Les signes en sont multiples. D’abord dans les choix des noms qui furent donnés aux rues et aux établissements publics : Jules Vallès, Eugène Varlin, Jean-Baptiste Clément, Auguste Blanqui, Charles Delescluze, Eugène Pottier[3], Louise Michel[4]… sont autant de noms qui apparaissent ici ou là. Quand j’ai commencé à travailler sur La Commune, j’ai tout de suite pensé au gymnase Varlin[5] où j’ai pratiqué la gymnastique et à la cité scolaire du même nom. En vérifiant la ville de Pierrefitte sur Seine où j’ai grandi comporte aussi une impasse Eugène Varlin, des rues Auguste Blanqui[6], Charles Delescluze[7] et Jean-Baptiste Clément[8] ou encore une rue Jules Vallès[9]. Sans compter les rues Pierre De Geyter et Séverine, qui s’ils n’ont pas connu la Commune en furent parmi les plus directs héritiers, le premier composant la musique de l’Internationale, la deuxième travaillant avec Jules Vallès en exil. Pour une petite ville de 9km² et 30 000 habitant-e-s, c’est significatif.
Autre origine, loin de Paris, Martigues où un boulevard Louise Michel côtoie une avenue Jules Vallès, une rue Eugène Varlin, des stations de bus Eugène Pottier[10] ainsi qu’une rue de la Commune. Une rue est aussi dédiée à Gaston Crémieux, qui mourut durant la Commune de Marseille.
On peut aussi penser aux archives colossales qu’accueillent Saint-Denis au musée municipal ou Montreuil via le musée de l’histoire vivante.
Filiations
Mais La Commune n’est pas qu’une histoire de mémoire. Ce que La Commune de Paris n’a pas eu le temps de réaliser, les municipalités des banlieues de l’après-guerre le mettront en branle : le développement de services publics municipaux pour intervenir là où l’État central ne le fit pas, qu’on pense aux centres de santé municipaux, aux maisons du peuple à vocation culturelle et d’éducation, aux maisons du droit…
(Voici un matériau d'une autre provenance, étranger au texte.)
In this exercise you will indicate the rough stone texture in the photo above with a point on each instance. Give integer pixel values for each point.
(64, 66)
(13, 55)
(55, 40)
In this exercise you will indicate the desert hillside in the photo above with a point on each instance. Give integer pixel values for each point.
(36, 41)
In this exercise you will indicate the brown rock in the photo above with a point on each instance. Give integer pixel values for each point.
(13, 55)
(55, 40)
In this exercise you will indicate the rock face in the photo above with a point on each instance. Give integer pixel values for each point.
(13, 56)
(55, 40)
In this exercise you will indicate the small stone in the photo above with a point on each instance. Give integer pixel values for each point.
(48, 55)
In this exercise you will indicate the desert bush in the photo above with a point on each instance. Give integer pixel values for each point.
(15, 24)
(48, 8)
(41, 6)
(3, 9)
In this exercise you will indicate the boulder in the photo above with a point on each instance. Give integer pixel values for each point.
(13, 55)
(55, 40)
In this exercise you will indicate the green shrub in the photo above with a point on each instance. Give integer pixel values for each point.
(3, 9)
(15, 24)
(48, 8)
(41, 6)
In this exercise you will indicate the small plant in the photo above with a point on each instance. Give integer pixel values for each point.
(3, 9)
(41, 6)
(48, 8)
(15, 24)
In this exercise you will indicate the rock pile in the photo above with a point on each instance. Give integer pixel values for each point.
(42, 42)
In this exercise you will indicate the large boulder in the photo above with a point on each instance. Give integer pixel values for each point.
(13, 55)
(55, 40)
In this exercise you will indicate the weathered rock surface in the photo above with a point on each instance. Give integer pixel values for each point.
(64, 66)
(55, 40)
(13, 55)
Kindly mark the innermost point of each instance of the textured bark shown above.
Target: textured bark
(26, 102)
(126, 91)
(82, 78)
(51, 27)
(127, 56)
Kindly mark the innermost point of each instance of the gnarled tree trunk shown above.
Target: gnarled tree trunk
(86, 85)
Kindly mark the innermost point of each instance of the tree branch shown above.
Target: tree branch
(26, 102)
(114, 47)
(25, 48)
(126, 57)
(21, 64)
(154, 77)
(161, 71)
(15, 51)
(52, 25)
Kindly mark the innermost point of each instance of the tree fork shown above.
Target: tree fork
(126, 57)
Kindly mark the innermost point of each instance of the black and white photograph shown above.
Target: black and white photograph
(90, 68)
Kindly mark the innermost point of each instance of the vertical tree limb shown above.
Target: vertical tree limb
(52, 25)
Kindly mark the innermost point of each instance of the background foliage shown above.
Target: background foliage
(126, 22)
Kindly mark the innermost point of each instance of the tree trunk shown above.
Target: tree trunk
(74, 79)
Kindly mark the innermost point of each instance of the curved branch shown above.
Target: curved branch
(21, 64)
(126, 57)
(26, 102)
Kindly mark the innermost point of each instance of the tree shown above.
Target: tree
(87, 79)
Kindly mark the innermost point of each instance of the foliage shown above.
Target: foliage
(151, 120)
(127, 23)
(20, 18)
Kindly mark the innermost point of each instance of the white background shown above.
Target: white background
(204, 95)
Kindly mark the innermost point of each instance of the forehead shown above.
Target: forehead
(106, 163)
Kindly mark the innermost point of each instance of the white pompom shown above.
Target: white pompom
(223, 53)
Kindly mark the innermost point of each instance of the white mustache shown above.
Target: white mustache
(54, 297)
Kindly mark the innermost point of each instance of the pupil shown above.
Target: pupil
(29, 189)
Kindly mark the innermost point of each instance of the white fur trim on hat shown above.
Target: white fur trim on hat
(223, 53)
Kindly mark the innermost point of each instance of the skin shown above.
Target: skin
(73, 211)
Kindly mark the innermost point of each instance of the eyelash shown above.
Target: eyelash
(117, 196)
Une autre filiation est aussi intéressante, celle des migrations intérieures comme extérieures. Cette commune est aussi l’enfant de l’exode rural en train de se faire et la lutte pour conserver un Paris des Parisiens contre les propriétaires et les profiteurs. La Commune de Paris a aussi promu l’inclusion, l’élection et le vote des étrangers. Elle a considéré comme sien les immigrés, qu’on pense à celui qui fut général Jarosław Dombrowski ou Léo Fränkel, élu de la Commune ou à Elisabeth Dmitrieff, russe émigrée qui combattit aux côtés de Louise Michel et Nathalie Lemel[11]. Elle a été un lieu d’accueil formidable de tous les étranger-e-s présent-e-s à Paris à cette époque.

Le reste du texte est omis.